Le défi du vivre ensemble se décline aussi au niveau de l’environnement et de la protection de la nature. L’altérité à l’intérieur de la société appelle dans son sillage une attention accrue s’agissant du monde dans lequel nous vivons. Il serait tentant de relire strictement l’engagement chrétien à l’égard de la nature comme une forme inavouée d’anthropocentrisme, voire d’anthropomonisme. Certes, la préoccupation du prochain doit restée l’une de nos premières considérations, d’autant que les changements climatiques viennent remettre en question la justice au niveau mondiale, créant de nouvelles formes de victimes. Mais cette approche ne doit pas amoindrir la sacralité intrinsèque de la nature en tant que nous la considérons comme une création de Dieu, un don, voire une grâce à laquelle notre sanctification est liée. C’est de cette manière qu’il convient de comprendre, ce qu’Olivier Clément appelait à la suite de la tradition patristique et ascétique, la physiki theoria. La contemplation de Dieu par la nature n’est alors possible que dans l’établissement de relations normalisées entre l’humanité et la nature. D’ailleurs, notre présence à Lourdes est la encore pleine de sens. Une grotte, lieu de révélation, comme la grotte de Bethléem. Dieu se manifeste dans le cœur de la terre.

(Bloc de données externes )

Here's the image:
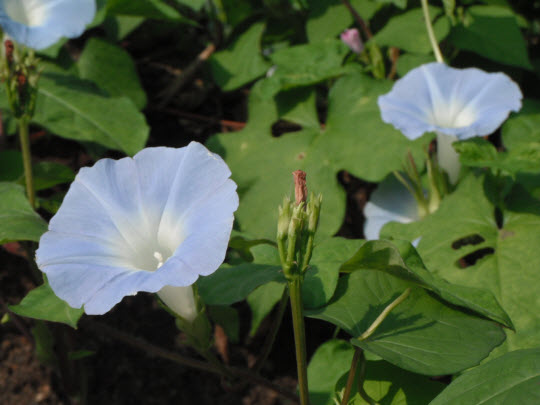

Chers frères et sœurs en Christ,
Voici les quelques réflexions, pistes et autres considérations que je souhaitais partager avec vous aujourd’hui. Il me revient désormais de vous présenter les plus cordiales et sincères salutations de tous membres de l’Assemblée des Evêques Orthodoxes de France, avec lesquels vous travaillez au quotidien, sur le terrain. Je vous remercie de m’avoir une nouvelle fois ouvert vos portes pour vous adresser ce message de fraternité. Restons attachés à la vérité de l’Evangile et à la grâce de la foi afin de faire grandir le Christ en nous (Gal 2, 20). Alors seulement serons nous en mesure de reconnaître en l’Autre, ce qui trône au plus profond de son cœur, le Seigneur Jésus-Christ, notre sauveur.